Sto scrivendo questa poesia
intanto che le cose accadono;
questa poesia sta accadendo
mentre mi siedi accanto.
*
Qualcuno ha twittato: “È morto
Chris Cornell”. In ufficio è calato
il silenzio, non che si parli molto
poi qui dentro. Resto sgomento:
i miei due colleghi non sanno nulla
dei Soundgarden. La memoria
torna indietro al tavolo da biliardo
in casa di Roberta, a Giuliano, a Daniela.

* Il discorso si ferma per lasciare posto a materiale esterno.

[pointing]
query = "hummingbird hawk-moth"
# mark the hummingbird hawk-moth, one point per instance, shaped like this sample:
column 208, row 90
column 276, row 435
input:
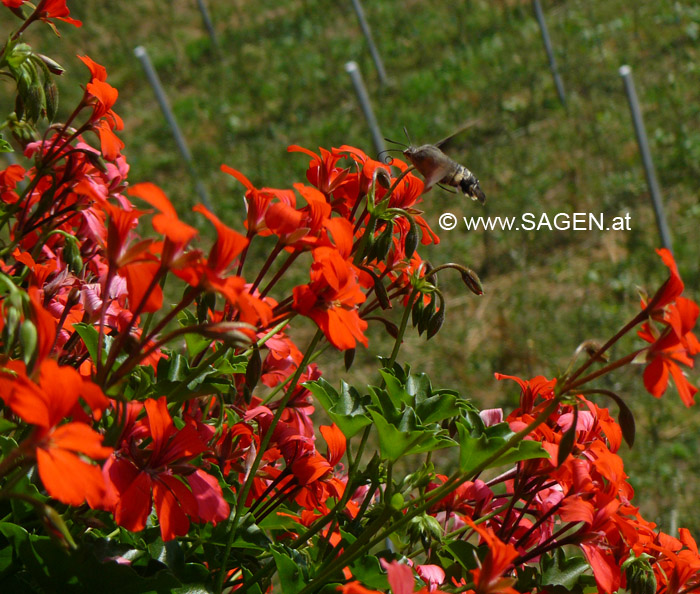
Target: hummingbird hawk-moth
column 437, row 168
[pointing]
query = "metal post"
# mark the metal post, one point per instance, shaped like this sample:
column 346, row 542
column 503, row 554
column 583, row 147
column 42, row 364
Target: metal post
column 208, row 24
column 370, row 41
column 642, row 141
column 377, row 138
column 141, row 53
column 550, row 52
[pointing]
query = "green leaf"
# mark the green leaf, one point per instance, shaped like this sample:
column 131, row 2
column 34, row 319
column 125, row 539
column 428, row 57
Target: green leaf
column 346, row 409
column 289, row 572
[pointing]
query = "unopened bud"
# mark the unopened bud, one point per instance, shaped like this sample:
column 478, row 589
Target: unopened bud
column 383, row 178
column 51, row 96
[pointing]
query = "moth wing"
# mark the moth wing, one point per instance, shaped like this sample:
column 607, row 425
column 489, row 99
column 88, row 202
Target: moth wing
column 436, row 175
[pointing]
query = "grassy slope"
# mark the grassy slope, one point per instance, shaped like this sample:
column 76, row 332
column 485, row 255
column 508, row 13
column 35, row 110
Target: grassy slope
column 280, row 80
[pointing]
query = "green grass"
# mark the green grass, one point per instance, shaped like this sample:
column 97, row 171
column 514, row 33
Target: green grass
column 279, row 80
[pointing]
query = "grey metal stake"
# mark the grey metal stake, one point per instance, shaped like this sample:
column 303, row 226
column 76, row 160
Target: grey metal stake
column 364, row 25
column 208, row 24
column 377, row 138
column 141, row 53
column 649, row 171
column 550, row 52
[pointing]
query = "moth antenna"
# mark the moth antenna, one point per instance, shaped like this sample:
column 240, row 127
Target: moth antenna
column 395, row 142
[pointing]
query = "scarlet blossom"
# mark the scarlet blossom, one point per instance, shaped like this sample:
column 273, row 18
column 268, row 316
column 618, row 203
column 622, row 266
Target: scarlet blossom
column 177, row 233
column 674, row 286
column 9, row 178
column 258, row 201
column 331, row 299
column 664, row 356
column 153, row 468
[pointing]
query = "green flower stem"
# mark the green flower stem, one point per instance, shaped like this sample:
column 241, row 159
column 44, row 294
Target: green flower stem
column 570, row 384
column 243, row 494
column 434, row 496
column 640, row 317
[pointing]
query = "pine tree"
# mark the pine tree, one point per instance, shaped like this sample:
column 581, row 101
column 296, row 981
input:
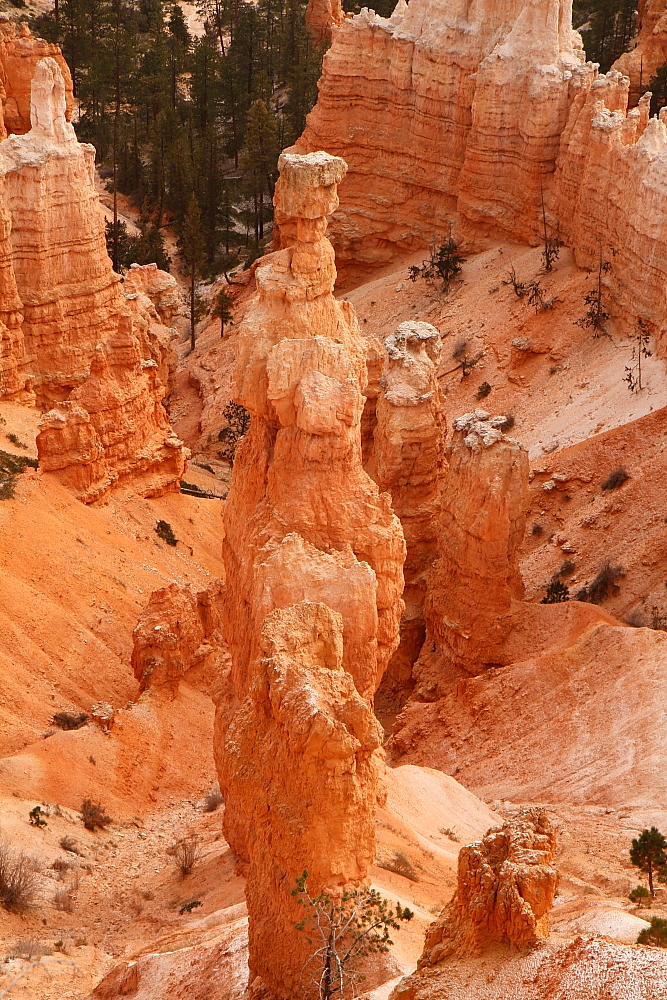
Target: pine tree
column 648, row 853
column 191, row 249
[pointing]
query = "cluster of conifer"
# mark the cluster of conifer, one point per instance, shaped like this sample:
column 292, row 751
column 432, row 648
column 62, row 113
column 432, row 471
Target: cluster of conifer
column 189, row 127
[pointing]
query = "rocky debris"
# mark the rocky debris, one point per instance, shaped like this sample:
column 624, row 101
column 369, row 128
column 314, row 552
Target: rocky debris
column 303, row 520
column 179, row 634
column 409, row 465
column 506, row 887
column 300, row 761
column 20, row 53
column 482, row 524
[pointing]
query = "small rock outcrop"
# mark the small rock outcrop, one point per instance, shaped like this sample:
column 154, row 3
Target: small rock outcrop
column 178, row 634
column 506, row 888
column 484, row 504
column 409, row 465
column 303, row 519
column 20, row 52
column 300, row 763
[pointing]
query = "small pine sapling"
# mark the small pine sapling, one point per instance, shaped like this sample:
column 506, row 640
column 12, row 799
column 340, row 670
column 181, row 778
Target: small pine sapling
column 633, row 374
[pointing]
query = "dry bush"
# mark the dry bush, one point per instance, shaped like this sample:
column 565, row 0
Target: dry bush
column 400, row 864
column 29, row 948
column 93, row 815
column 19, row 879
column 62, row 900
column 186, row 853
column 213, row 799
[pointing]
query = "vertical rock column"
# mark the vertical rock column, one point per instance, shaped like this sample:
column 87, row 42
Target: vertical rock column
column 303, row 520
column 409, row 455
column 300, row 763
column 484, row 503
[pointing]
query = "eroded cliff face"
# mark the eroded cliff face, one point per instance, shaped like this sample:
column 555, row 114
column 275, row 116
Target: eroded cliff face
column 477, row 577
column 19, row 54
column 303, row 520
column 506, row 887
column 409, row 465
column 66, row 327
column 300, row 763
column 444, row 105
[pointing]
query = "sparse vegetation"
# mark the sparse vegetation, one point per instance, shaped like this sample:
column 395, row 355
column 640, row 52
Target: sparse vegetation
column 19, row 880
column 93, row 815
column 238, row 424
column 656, row 934
column 35, row 817
column 68, row 721
column 165, row 531
column 557, row 592
column 400, row 864
column 444, row 263
column 213, row 799
column 343, row 930
column 633, row 373
column 640, row 896
column 615, row 479
column 648, row 854
column 186, row 853
column 602, row 586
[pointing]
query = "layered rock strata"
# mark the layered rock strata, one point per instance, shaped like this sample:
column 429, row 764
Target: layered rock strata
column 64, row 324
column 445, row 105
column 300, row 765
column 506, row 888
column 179, row 634
column 20, row 53
column 303, row 520
column 409, row 465
column 482, row 524
column 650, row 51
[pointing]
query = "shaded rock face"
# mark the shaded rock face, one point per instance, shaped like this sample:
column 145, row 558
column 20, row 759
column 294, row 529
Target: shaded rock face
column 446, row 105
column 300, row 762
column 303, row 520
column 20, row 53
column 506, row 888
column 409, row 465
column 178, row 633
column 65, row 327
column 473, row 584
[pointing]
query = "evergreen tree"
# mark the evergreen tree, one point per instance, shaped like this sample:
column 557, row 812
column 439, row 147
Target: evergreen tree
column 191, row 248
column 648, row 853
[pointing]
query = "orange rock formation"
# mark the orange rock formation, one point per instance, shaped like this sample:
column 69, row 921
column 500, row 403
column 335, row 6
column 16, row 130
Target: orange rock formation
column 409, row 443
column 506, row 887
column 19, row 55
column 178, row 633
column 303, row 521
column 300, row 763
column 650, row 52
column 485, row 498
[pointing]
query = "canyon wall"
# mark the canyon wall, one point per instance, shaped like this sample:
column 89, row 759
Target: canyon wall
column 506, row 887
column 300, row 765
column 409, row 465
column 67, row 331
column 303, row 520
column 446, row 105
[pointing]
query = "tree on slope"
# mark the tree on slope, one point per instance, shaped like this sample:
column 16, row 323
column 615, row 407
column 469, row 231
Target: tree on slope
column 648, row 854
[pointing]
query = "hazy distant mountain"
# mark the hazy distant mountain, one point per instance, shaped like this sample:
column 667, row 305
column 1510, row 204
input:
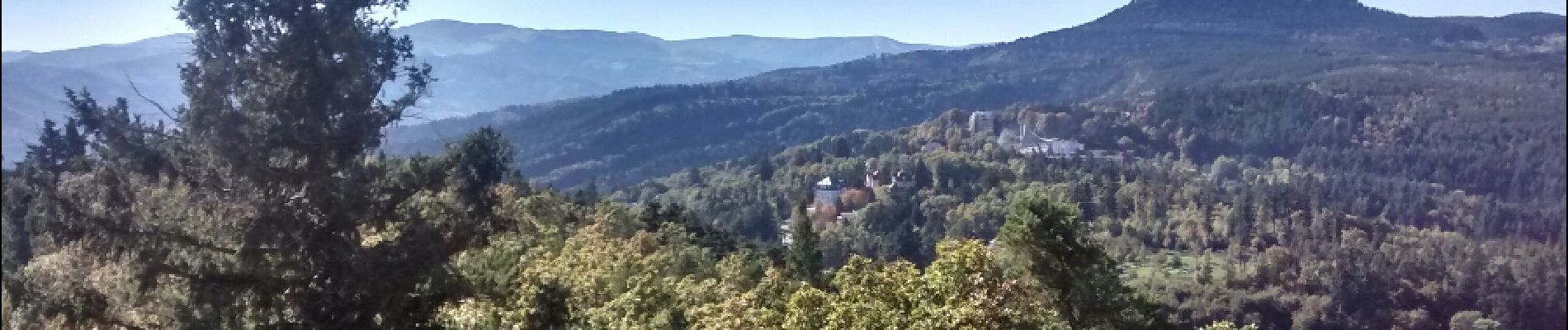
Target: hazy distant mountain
column 480, row 68
column 1424, row 74
column 10, row 57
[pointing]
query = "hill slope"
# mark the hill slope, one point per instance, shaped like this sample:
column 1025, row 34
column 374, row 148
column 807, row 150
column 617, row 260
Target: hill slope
column 1144, row 47
column 480, row 68
column 1266, row 241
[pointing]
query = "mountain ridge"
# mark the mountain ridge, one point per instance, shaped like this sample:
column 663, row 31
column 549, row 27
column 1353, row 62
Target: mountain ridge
column 1106, row 59
column 479, row 66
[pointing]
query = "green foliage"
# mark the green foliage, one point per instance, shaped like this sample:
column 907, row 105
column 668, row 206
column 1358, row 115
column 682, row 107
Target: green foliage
column 1048, row 241
column 1266, row 241
column 805, row 255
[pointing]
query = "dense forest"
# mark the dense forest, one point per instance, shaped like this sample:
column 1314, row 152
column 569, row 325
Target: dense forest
column 1415, row 69
column 264, row 204
column 1424, row 191
column 1264, row 239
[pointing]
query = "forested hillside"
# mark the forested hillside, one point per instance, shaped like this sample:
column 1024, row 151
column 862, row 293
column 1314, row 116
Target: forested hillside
column 480, row 68
column 1264, row 239
column 266, row 205
column 1416, row 74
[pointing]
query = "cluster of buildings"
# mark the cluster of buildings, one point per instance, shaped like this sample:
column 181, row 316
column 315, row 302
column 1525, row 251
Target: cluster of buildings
column 830, row 195
column 1023, row 139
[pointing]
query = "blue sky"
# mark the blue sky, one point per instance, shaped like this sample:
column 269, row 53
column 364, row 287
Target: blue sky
column 68, row 24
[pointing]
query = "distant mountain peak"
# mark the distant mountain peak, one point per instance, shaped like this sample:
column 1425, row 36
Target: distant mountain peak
column 1322, row 3
column 1278, row 17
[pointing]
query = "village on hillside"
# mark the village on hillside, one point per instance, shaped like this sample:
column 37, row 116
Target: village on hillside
column 836, row 199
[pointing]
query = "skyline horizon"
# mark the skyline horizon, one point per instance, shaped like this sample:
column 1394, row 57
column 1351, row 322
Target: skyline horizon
column 421, row 19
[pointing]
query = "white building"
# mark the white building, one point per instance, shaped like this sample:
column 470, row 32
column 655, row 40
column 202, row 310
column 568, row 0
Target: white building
column 982, row 120
column 1062, row 148
column 829, row 191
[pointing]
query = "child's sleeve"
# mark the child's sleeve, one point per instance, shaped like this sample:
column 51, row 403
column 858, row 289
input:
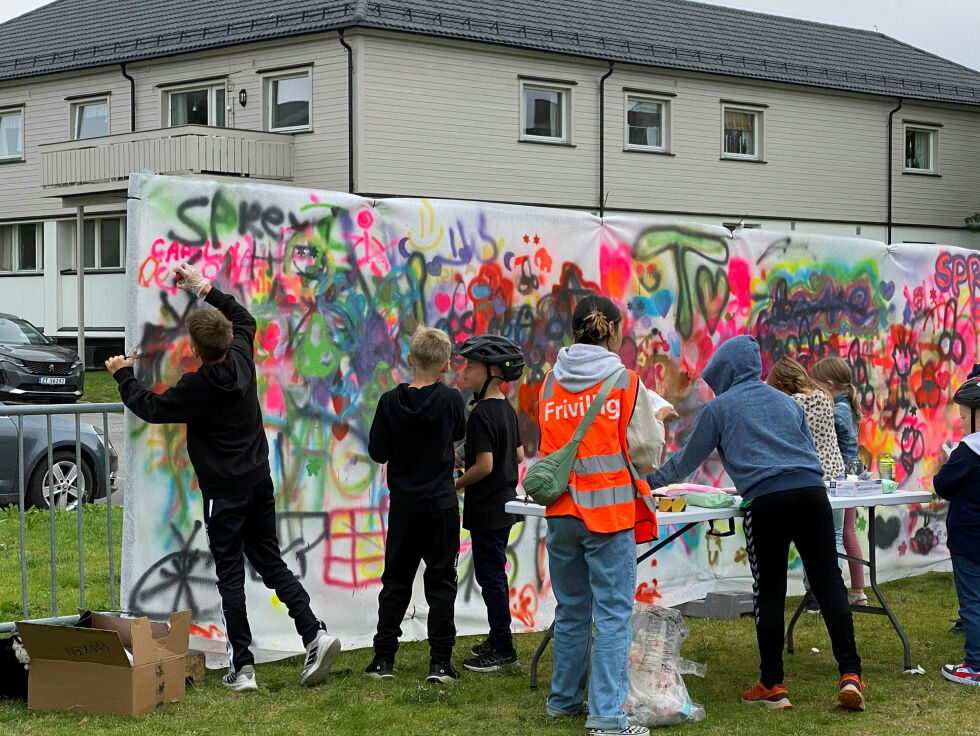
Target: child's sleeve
column 645, row 433
column 700, row 443
column 459, row 417
column 959, row 470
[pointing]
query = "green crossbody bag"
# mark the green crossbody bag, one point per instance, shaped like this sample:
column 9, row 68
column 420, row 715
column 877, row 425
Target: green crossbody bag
column 547, row 479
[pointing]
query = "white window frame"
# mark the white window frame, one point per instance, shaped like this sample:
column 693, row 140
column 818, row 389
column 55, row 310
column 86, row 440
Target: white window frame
column 15, row 244
column 211, row 88
column 19, row 111
column 934, row 147
column 566, row 111
column 267, row 82
column 664, row 103
column 76, row 105
column 757, row 131
column 98, row 244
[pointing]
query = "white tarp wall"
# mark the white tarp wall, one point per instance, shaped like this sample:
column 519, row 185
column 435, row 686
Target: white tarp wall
column 338, row 283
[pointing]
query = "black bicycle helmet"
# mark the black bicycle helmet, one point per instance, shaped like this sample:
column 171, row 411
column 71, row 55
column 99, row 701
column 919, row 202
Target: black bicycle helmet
column 493, row 350
column 968, row 394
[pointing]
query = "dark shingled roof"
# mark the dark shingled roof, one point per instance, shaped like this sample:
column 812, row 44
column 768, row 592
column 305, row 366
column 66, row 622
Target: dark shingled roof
column 672, row 34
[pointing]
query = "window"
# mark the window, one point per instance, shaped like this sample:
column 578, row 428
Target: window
column 20, row 248
column 920, row 150
column 11, row 134
column 90, row 118
column 289, row 102
column 197, row 106
column 544, row 114
column 742, row 133
column 103, row 245
column 646, row 123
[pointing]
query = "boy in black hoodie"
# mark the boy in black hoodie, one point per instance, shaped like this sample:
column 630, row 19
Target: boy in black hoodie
column 413, row 431
column 227, row 446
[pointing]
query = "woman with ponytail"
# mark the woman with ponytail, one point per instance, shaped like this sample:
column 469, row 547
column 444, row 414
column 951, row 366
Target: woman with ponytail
column 834, row 375
column 590, row 538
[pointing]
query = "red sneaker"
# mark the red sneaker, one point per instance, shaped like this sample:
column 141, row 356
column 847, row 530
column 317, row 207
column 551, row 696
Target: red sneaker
column 962, row 674
column 851, row 695
column 775, row 697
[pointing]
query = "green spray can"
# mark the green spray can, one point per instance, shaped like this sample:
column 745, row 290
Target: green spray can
column 886, row 467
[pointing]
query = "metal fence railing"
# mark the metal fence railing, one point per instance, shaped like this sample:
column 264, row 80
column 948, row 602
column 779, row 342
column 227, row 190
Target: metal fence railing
column 61, row 482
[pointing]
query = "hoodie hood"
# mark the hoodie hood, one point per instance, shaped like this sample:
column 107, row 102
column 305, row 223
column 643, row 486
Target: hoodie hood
column 582, row 366
column 230, row 376
column 735, row 361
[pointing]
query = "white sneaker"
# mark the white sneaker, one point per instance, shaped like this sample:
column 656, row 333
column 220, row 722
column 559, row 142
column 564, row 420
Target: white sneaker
column 320, row 654
column 244, row 679
column 628, row 731
column 857, row 598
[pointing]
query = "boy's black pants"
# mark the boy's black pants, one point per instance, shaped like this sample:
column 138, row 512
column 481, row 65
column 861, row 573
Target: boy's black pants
column 414, row 537
column 490, row 569
column 244, row 526
column 802, row 516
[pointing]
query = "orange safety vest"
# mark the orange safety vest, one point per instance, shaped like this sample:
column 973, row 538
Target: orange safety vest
column 602, row 489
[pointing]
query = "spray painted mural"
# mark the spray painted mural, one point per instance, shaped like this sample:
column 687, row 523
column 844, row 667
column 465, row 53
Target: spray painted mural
column 338, row 283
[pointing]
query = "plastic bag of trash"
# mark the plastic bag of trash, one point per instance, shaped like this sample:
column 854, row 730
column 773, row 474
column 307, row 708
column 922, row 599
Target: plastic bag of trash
column 657, row 694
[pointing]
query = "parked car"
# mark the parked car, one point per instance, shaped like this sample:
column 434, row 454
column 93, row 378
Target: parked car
column 63, row 484
column 35, row 368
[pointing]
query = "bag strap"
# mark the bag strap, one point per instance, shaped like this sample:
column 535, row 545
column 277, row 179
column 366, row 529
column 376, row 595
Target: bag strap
column 594, row 407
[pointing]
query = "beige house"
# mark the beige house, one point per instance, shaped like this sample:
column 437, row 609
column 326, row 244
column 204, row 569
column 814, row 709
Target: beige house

Invecchiamo così perdendo più cantanti
che capelli. Giuliano ha due figli
Roberta sta a Berlino, Daniela insegna
la sua bambina è bella. Fra sei giorni
è il mio compleanno, Cornell canta
i colleghi vanno a pranzo.
*
La marea non rispetta gli orari
astronomici è scritto in piccolo
in fondo al bollettino, prima
dell’angoscia che verrà
mi domando quali siano le ore
da rispettare (l’alba di Matera
il tramonto di Campobasso);
metto gli stivali in una sportina
come fanno i veneziani – Anna
mi ha insegnato: quando la marea
sale di non sollevare le gambe
di trascinare i piedi – così comanda
la padrona di casa che è l’acqua
attratta verso l’alto dalla luna
bloccata in laguna dallo scirocco;
esco di casa come uno di qui
con la speranza in una tasca
gli sms dell’allerta nell’altra.
*
Siamo al buio, la luna gioca ancora
esco dal supermercato, somiglio
a uno spaventapasseri, due secchi
appesi a un braccio e tre moci
all’altro. Non cala dice una signora
dietro San Beneto, lo sussurra
a nessuno, a me, ai mattoni
le rispondono i velluti di palazzo
Fortuny, i manifesti del Rossini
un cartello strappato di Biennale
dico Buonasera non so bene a chi
cerco di tenermi in equilibrio
tra secchi e stivali dentro al fiume
impressiona la velocità
impressiona tutto questo non finire.
Gianni Montieri è nato a Giugliano nel 1971 e vive a Venezia. Ha pubblicato: Le cose imperfette (2019, LiberAria) Avremo cura (2014) e Futuro semplice (2010). Suoi testi sono inseriti nella rivista monografica «Argo», nei numeri sulla morte (VIXI) e sull’acqua (H2O) e nel numero 19 della rivista «Versodove». Scrive su «Doppiozero», «minima&moralia», «Huffington Post», «Rivista Undici» e «Il Napolista», tra le altre. È redattore della rivista bilingue «THE FLR». È nel comitato scientifico del Festival dei matti.